Getting a driver’s license is a landmark for teenagers that is much anticipated. With a driver’s license comes a modicum of freedom. However, with great freedom comes great responsibility. The thing is, parents of new drivers also have their share of that responsibility. What do you think you might need to know when your teen is about to have that extra bit of freedom? Here are just a few things to consider.
One critical factor that you need to take under consideration is car insurance. Right when your teen gets his learner’s permit, you need to talk to an insurance agent or look at options for car insurance online to see what your coverage options are so that you can ensure that your vehicle and your family are protected.
Teaching Them to Drive
Yes, you can teach your teen to drive, but they also need to take a driver education course. This will give them the opportunity to be taught the skill by someone who is accustomed to working with student drivers. Courses such as these give the student a classroom style education in road signs, safety, and etiquette while they also get driving time with an actual certified instructor. The idea is to allow the student the opportunity to prepare for the actual driving exam in a safe environment.
Even though they are taking driver’s ed, don’t be afraid to drive with them. This is an important thing to do to get your teen ready for driving. Model good driving behavior for them and then stop to trade places with them so that they can practice what you just showed them.
Know the Risks
There is no denying it, driving is an activity that can be perilous, especially for teenagers. In fact, the Centers for Disease Control and Prevention says that car accidents end up with hundreds of thousands of teenagers being injured each year in the United States, and the time when that risk is at its highest is during the first few months following them getting their driver’s license.
Teen DUI statistics are dire, but parents can prevent their kids from driving while impaired. Understand that the law prohibits drivers from motoring with their Blood Alcohol Content above .08%. The law is much stricter on teens, and many states have zero tolerance for under age DUI making it illegal for teens under the age of 21 to get at the back of the wheel after consuming any alcohol whatsoever. Impaired driving, distractions, inexperience, and speeding are just a few of the major causes of accidents involving teenage drivers.. With that being said, even if your teen is level headed and responsible, new drivers can often be overly concerned with driving properly and this can leave them unready to react to mistakes that are being made by other drivers on the road. Because of this, it is critical that your teen gets driving experience that is supervised. This will assist them in acquiring the skills that are necessary to becoming a driver who is competent. In fact, many states now have Graduated Driver Licensing laws, that will allow for a teen driver to gain experience while they are gradually gaining complete driving privileges.

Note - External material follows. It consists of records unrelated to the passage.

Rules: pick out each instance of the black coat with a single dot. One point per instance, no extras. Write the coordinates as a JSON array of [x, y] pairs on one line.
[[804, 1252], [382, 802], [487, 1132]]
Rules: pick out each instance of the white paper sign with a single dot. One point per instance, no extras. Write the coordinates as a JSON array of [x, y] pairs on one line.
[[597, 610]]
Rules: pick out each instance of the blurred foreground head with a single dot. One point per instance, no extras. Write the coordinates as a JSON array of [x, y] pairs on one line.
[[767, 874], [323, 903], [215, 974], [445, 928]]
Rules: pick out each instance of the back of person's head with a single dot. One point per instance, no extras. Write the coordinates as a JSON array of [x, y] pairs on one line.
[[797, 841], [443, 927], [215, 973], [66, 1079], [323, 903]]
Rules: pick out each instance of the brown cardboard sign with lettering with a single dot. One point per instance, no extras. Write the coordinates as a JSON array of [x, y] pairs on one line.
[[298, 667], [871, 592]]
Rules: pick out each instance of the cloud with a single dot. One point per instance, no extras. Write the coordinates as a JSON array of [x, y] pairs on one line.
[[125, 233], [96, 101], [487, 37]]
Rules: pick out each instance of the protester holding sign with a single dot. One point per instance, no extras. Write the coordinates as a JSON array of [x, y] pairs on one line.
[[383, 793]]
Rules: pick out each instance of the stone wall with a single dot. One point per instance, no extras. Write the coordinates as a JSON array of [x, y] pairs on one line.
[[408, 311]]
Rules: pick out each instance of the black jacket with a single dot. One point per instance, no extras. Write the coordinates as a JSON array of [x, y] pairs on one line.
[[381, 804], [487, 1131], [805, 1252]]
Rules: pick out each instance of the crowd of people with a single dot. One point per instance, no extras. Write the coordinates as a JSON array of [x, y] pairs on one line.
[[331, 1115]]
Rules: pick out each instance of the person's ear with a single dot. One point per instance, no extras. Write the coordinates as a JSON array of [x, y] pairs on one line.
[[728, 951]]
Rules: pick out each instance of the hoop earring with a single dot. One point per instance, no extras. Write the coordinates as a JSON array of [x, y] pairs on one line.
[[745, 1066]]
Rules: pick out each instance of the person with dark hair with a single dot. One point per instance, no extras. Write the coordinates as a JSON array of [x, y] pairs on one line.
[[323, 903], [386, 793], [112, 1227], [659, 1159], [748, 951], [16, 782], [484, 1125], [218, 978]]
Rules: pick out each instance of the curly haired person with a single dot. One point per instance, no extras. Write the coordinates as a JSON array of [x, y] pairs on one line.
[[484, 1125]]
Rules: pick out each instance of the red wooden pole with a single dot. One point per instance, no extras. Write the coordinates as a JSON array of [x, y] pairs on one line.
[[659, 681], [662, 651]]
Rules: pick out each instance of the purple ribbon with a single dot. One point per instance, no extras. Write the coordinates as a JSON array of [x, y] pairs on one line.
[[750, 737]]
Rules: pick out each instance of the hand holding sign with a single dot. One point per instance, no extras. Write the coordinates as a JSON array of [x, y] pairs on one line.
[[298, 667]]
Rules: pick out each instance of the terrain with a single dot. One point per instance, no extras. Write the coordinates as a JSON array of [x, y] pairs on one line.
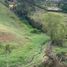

When you take these dangers into consideration, it really is no wonder at all that a teen getting their driver’s license can give a concerned parent a bit of stress, but believe it or not, there can be a light at the end of the tunnel. See, teenage drivers typically show marked improvement just within their first year of driving or the first 1,000 miles. Furthermore, they continue to show improvement for the 4,000 miles that follow. All you need to do is to take steps to making sure that you are setting your teen up to succeed when they are behind the wheel.
Assess Their Ability
As a parent, you have certain instincts. Follow them. If you happen to be uncomfortable with the thought of your teen being out on the road alone, or if you think that your teen might need a bit of extra practice, simply don’t let him drive alone. Begin by practicing in areas that are quiet and don’t see too much traffic. Do this while the weather is bright and sunny. As he gains more skill, you might begin to introduce him to various roads and traffic conditions and along with that, do it in varying weather and lighting conditions. Teen drivers who are new to the skill tend to be the safest when they have adults in the vehicle supervising them. They tend to be more at risk when they happen to be alone during the first half year that they are behind the wheel. With practice, and with guidelines that are enforced, you have the ability to assist your teen in becoming a great driver.